Das Museum Morsbroich vor der Schließung bewahren!

Der VDR und vier weitere Verbände, die für den Erhalt des kulturellen Erbes eintreten, appellieren in einem Schreiben an Ministerpräsidentin Hannelore Kraft, an die nordrhein-westfälische Kulturministerin Christina Kampmann und den Leverkusener Oberbürgermeister Uwe Richrath, alles daran zu setzen, das Museum Morsbroich vor einer Schließung zu bewahren.

Schloss Morsbroich, Frontfassade, 2007 (Foto: Emanuel13; CC BY 3.0)

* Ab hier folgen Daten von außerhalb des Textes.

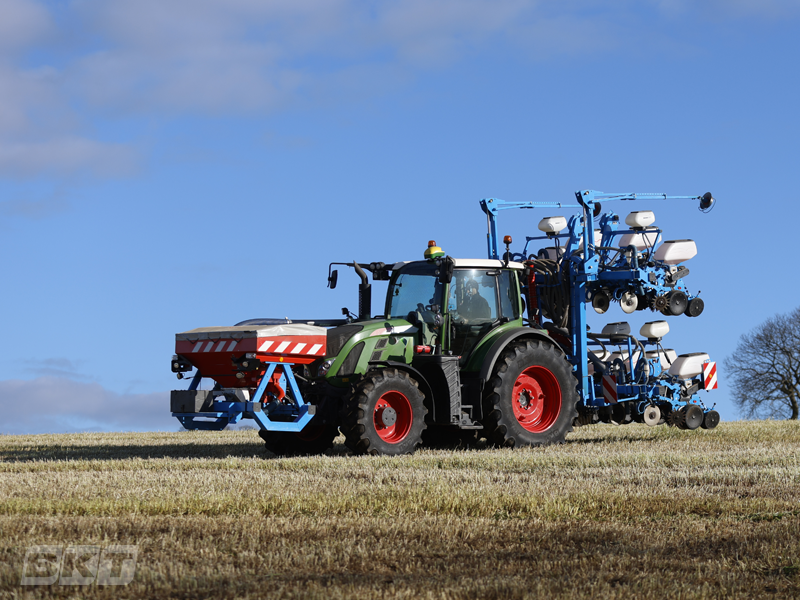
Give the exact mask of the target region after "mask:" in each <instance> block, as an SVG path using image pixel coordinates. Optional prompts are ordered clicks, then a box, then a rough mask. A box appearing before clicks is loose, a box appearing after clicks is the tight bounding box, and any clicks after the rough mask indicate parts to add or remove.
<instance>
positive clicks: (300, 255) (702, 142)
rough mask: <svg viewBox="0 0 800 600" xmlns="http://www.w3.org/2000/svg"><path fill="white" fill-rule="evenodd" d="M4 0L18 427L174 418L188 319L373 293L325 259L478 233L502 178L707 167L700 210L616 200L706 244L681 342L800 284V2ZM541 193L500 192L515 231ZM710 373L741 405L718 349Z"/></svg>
mask: <svg viewBox="0 0 800 600" xmlns="http://www.w3.org/2000/svg"><path fill="white" fill-rule="evenodd" d="M0 15H2V19H0V253H1V254H0V256H2V263H1V266H0V269H2V271H1V272H2V280H3V282H4V286H3V287H4V293H3V294H2V300H1V301H0V306H2V309H3V310H2V315H3V317H2V324H3V332H4V339H5V343H4V344H3V350H2V352H0V406H2V410H3V421H2V424H0V432H6V433H26V432H60V431H76V430H87V429H97V430H117V429H122V430H129V429H175V428H177V426H178V424H177V421H174V420H173V419H171V417H169V413H168V391H169V390H170V389H173V388H177V387H179V383H178V382H176V380H175V379H174V375H173V374H172V373H171V372H170V370H169V359H170V357H171V355H172V353H173V350H174V334H175V333H176V332H178V331H185V330H187V329H191V328H194V327H200V326H207V325H225V324H232V323H235V322H237V321H240V320H243V319H246V318H252V317H283V316H289V317H295V318H313V317H334V316H336V315H337V314H338V313H339V309H340V308H341V307H342V306H345V305H347V306H349V307H351V308H353V309H354V310H355V309H356V307H357V300H356V283H357V279H356V278H355V276H353V275H352V274H344V273H342V277H341V279H340V281H341V283H340V285H339V288H337V289H336V290H335V291H330V290H327V289H326V288H325V277H326V274H327V264H328V262H330V261H347V260H353V259H357V260H359V261H373V260H382V261H384V262H391V261H396V260H404V259H409V258H421V257H422V252H423V250H424V249H425V245H426V243H427V241H428V240H429V239H435V240H437V242H439V244H440V245H441V246H443V247H444V248H445V250H446V251H447V252H448V253H449V254H451V255H454V256H461V257H468V256H473V257H483V256H484V253H485V227H486V225H485V218H484V216H483V214H482V213H481V212H480V209H479V206H478V201H479V200H480V199H481V198H484V197H499V198H503V199H506V200H525V201H528V200H542V201H544V200H548V201H550V200H552V201H559V200H560V201H565V202H570V201H571V200H572V198H573V193H574V191H575V190H577V189H597V190H603V191H609V192H629V191H637V192H667V193H670V194H692V195H693V194H702V193H704V192H706V191H711V192H712V193H713V194H714V196H715V197H716V198H717V199H718V205H717V206H716V207H715V209H714V210H713V211H712V212H711V213H709V214H701V213H699V212H698V210H697V208H696V206H695V204H694V203H673V204H665V203H651V204H648V203H645V202H639V203H636V204H633V203H626V204H619V205H617V206H614V207H613V208H615V209H616V210H617V211H618V212H620V213H621V214H622V215H623V216H624V215H625V214H627V212H629V211H631V210H646V209H653V210H654V211H655V213H656V217H657V224H658V225H660V226H662V228H663V229H664V231H665V237H666V238H667V239H676V238H677V239H680V238H692V239H695V240H696V241H697V244H698V250H699V253H698V256H697V257H695V258H694V259H692V261H690V263H688V264H687V266H689V267H690V269H691V275H690V276H689V277H688V278H687V280H686V282H687V284H688V285H689V286H690V288H691V289H692V290H697V289H699V290H702V297H703V298H704V300H705V303H706V311H705V313H704V314H703V315H702V316H701V317H700V318H699V319H691V320H690V319H686V318H684V317H678V318H672V319H671V320H670V325H671V327H672V331H671V332H670V334H669V337H668V338H667V340H666V341H667V346H669V347H674V348H675V349H676V350H677V351H678V352H679V353H682V352H693V351H707V352H709V353H710V354H711V355H712V358H714V359H717V360H719V361H720V362H721V361H722V359H723V358H724V357H725V356H727V355H729V354H730V353H731V352H732V351H733V349H734V348H735V346H736V343H737V340H738V338H739V336H740V335H741V334H742V333H745V332H747V331H749V330H750V329H752V328H753V327H755V326H756V325H758V324H759V323H760V322H762V321H763V320H765V319H766V318H767V317H769V316H771V315H773V314H775V313H781V312H787V311H789V310H791V309H793V308H795V307H796V306H797V305H798V302H797V300H796V297H797V291H798V284H797V283H796V280H795V278H794V277H793V275H792V270H791V266H790V265H791V264H792V257H793V256H794V249H795V247H796V243H795V239H794V234H793V233H792V229H791V224H792V223H793V222H796V221H797V220H798V217H800V208H798V199H797V192H796V191H795V177H796V175H797V172H798V167H800V153H798V150H797V140H798V139H800V117H798V110H797V107H798V101H797V98H798V96H800V94H799V93H798V92H800V89H799V88H800V84H798V78H797V64H798V57H800V35H798V33H800V2H798V1H797V0H791V1H790V0H761V1H755V0H752V1H751V0H719V1H712V0H706V1H702V0H700V1H694V2H689V1H682V0H675V1H671V0H661V1H650V2H648V1H639V2H633V1H624V0H619V1H610V2H593V1H588V0H586V1H581V0H574V1H562V2H529V1H525V0H494V1H485V0H459V1H455V0H426V1H418V0H406V1H402V2H367V1H357V0H330V1H328V2H321V1H309V0H291V1H285V0H279V1H274V2H265V1H261V0H258V1H256V0H225V1H224V2H223V1H222V0H192V1H189V0H171V1H170V0H157V1H156V0H140V1H138V2H121V1H117V0H104V1H102V2H101V1H98V0H75V1H58V2H37V1H34V0H0ZM609 208H611V207H609ZM543 216H549V214H548V215H545V214H544V213H543V212H541V213H537V212H521V213H519V214H518V215H513V216H512V213H504V214H503V216H502V217H501V220H500V229H501V232H502V233H511V234H513V235H514V236H515V237H516V238H517V239H520V238H522V237H524V235H525V234H526V233H527V234H529V235H531V234H533V232H534V230H535V228H536V224H537V223H538V220H539V219H540V218H541V217H543ZM623 317H625V315H624V314H623V313H622V312H621V311H620V310H619V307H618V306H614V307H612V309H611V311H610V312H609V313H607V314H606V315H604V316H603V318H601V319H600V318H597V319H593V321H592V323H593V324H594V325H595V326H597V327H599V326H600V324H601V323H602V322H603V321H605V322H608V321H619V320H623ZM634 317H635V318H631V319H628V320H630V321H631V323H632V325H633V326H634V327H635V328H636V329H638V326H639V325H640V324H641V322H644V321H645V320H652V319H653V318H654V315H652V314H651V313H649V312H647V313H637V314H636V315H634ZM708 399H709V400H710V399H711V395H710V394H709V395H708ZM714 400H715V401H717V402H718V408H719V410H720V412H721V413H722V416H723V419H726V420H730V419H736V418H739V416H740V415H739V414H738V412H737V410H736V407H735V406H734V404H733V403H732V400H731V396H730V389H729V387H728V384H727V382H726V377H725V372H724V371H722V372H721V374H720V389H719V390H718V391H717V392H716V393H715V394H714Z"/></svg>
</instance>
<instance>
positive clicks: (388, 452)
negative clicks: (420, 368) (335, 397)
mask: <svg viewBox="0 0 800 600" xmlns="http://www.w3.org/2000/svg"><path fill="white" fill-rule="evenodd" d="M424 399H425V396H424V395H423V394H422V392H420V391H419V386H418V384H417V382H416V381H414V379H412V378H411V377H409V375H408V374H407V373H404V372H403V371H400V370H398V369H391V368H387V369H378V370H374V371H370V372H368V373H367V374H366V375H364V379H362V380H361V381H360V382H359V383H358V385H356V387H355V390H354V391H353V393H352V395H351V396H350V398H349V399H348V401H347V404H346V406H345V411H346V415H345V419H344V425H343V427H342V433H344V435H345V438H346V442H345V443H346V444H347V447H348V448H350V449H351V450H352V451H353V452H355V453H356V454H385V455H397V454H412V453H413V452H414V451H415V450H416V449H417V446H419V445H420V443H421V442H422V432H423V430H424V429H425V415H426V414H427V413H428V410H427V409H426V408H425V404H424Z"/></svg>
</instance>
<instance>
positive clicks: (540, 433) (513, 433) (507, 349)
mask: <svg viewBox="0 0 800 600" xmlns="http://www.w3.org/2000/svg"><path fill="white" fill-rule="evenodd" d="M577 385H578V383H577V381H576V380H575V377H574V376H573V375H572V366H571V365H570V364H569V362H568V361H567V359H566V358H564V356H563V355H562V354H561V352H559V351H558V349H557V348H556V347H555V346H553V345H552V344H547V343H544V342H541V341H539V340H531V341H527V342H519V343H515V344H512V345H511V346H509V347H508V349H507V350H506V351H505V352H503V354H502V355H501V356H500V358H499V359H498V360H497V364H496V365H495V367H494V371H493V373H492V377H491V379H490V380H489V384H488V386H487V387H488V392H487V394H486V396H485V398H484V415H485V417H484V420H483V425H484V430H485V433H486V437H487V439H488V440H489V442H490V443H492V444H494V445H497V446H508V447H512V448H513V447H519V446H547V445H550V444H561V443H563V442H564V438H565V437H566V435H567V433H569V432H570V431H572V422H573V420H574V419H575V418H576V417H577V416H578V409H577V403H578V392H577Z"/></svg>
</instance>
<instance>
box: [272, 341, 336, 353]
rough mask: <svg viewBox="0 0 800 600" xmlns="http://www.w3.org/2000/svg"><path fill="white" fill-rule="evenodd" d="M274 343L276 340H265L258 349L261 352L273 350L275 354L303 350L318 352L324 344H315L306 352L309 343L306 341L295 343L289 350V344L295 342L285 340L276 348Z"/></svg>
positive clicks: (290, 343) (317, 352)
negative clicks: (288, 349) (302, 342)
mask: <svg viewBox="0 0 800 600" xmlns="http://www.w3.org/2000/svg"><path fill="white" fill-rule="evenodd" d="M274 344H275V340H265V341H264V342H262V343H261V345H260V346H259V347H258V351H259V352H272V353H273V354H281V353H284V354H300V353H301V352H302V353H303V354H318V353H319V351H320V350H322V346H323V345H322V344H314V345H313V346H311V348H309V349H308V350H307V351H306V352H303V350H304V349H305V347H306V346H308V344H304V343H302V342H301V343H298V344H294V346H293V347H292V349H291V350H289V351H288V352H287V349H288V348H289V346H292V344H293V342H287V341H283V342H280V343H279V344H278V345H277V346H275V347H274V348H272V346H273V345H274Z"/></svg>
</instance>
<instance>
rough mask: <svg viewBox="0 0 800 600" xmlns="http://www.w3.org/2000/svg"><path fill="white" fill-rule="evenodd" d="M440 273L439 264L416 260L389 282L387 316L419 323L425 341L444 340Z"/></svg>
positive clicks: (439, 341) (387, 299)
mask: <svg viewBox="0 0 800 600" xmlns="http://www.w3.org/2000/svg"><path fill="white" fill-rule="evenodd" d="M437 274H438V271H437V270H436V266H435V265H433V264H431V263H417V264H414V263H412V264H409V265H407V266H405V267H403V268H402V269H401V270H399V271H396V272H395V274H394V275H393V276H392V279H391V281H390V282H389V289H388V293H387V298H386V315H387V317H390V318H399V319H407V320H408V321H410V322H413V323H414V324H416V325H417V327H418V328H419V335H418V340H419V343H420V344H422V345H429V346H436V345H439V344H441V325H442V315H441V310H442V305H443V302H442V296H443V291H444V289H443V288H444V285H443V284H442V283H441V282H440V281H439V279H438V276H437Z"/></svg>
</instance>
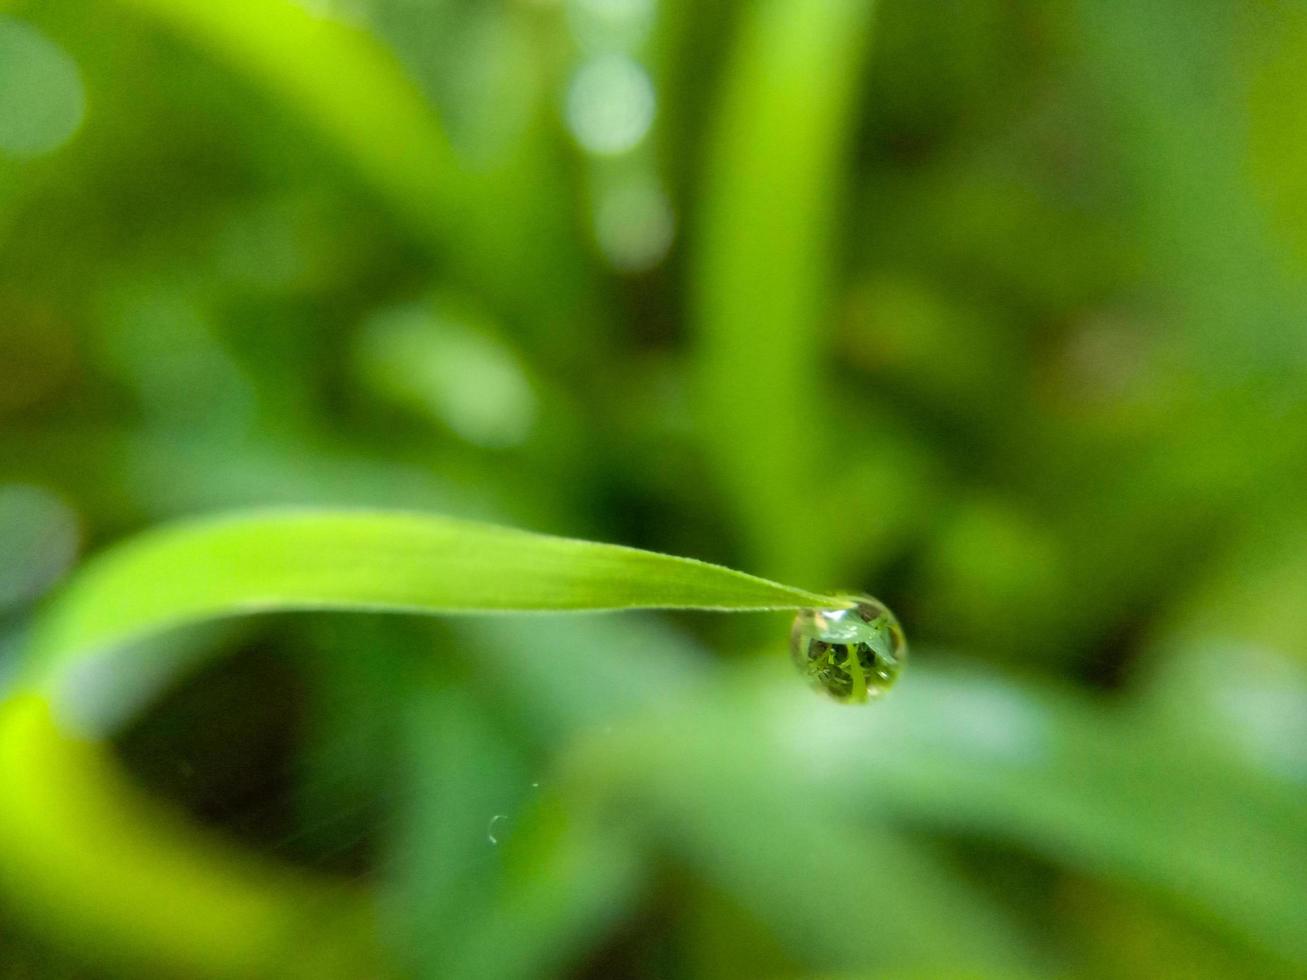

Wirtschaftsprüfer hatten in einem Gutachten empfohlen, das 1951 eröffnete Museum Morsbroich mit seiner anerkannten Sammlung zeitgenössischer Kunst zu schließen und Teile seines Bestands zu verkaufen, damit die verschuldete Stadt Leverkusen ihre Sparvorgaben erfüllen könne.

„Allein das Ansinnen, mit einem schnellen Ausverkauf kurzfristig Haushaltslöcher stopfen zu wollen“, widerspreche „dem gesellschaftspolitisch gebotenen Grundgedanken einer ausgewogenen Ressourcen-Nutzung, bei der auch die Bewahrung der wesentlichen Eigenschaften, der Stabilität und der natürlichen Regenerationsfähigkeit des Kulturlebens in der Stadt und der Region für seine wirtschaftliche Attraktivität im Vordergrund stehen muss.“ 

Appell gegen die Schließung des Museums Morsbroich

Die Sparvorschläge rufen viele Kritiker auf den Plan. Neben Künstlern wie Gerhard Richter und dem Deutschen Museumsbund sowie den 20 Direktoren der Ruhrkunstmuseen, die sich öffentlich gegen das Vorhaben äußern, ist es jedem Bürger möglich, sich an einer undefinedOnline-Petition zu beteiligen.

Der VDR unterstützt diese Petition und ruft seine Mitglieder dazu auf, ebenfalls zu unterzeichnen.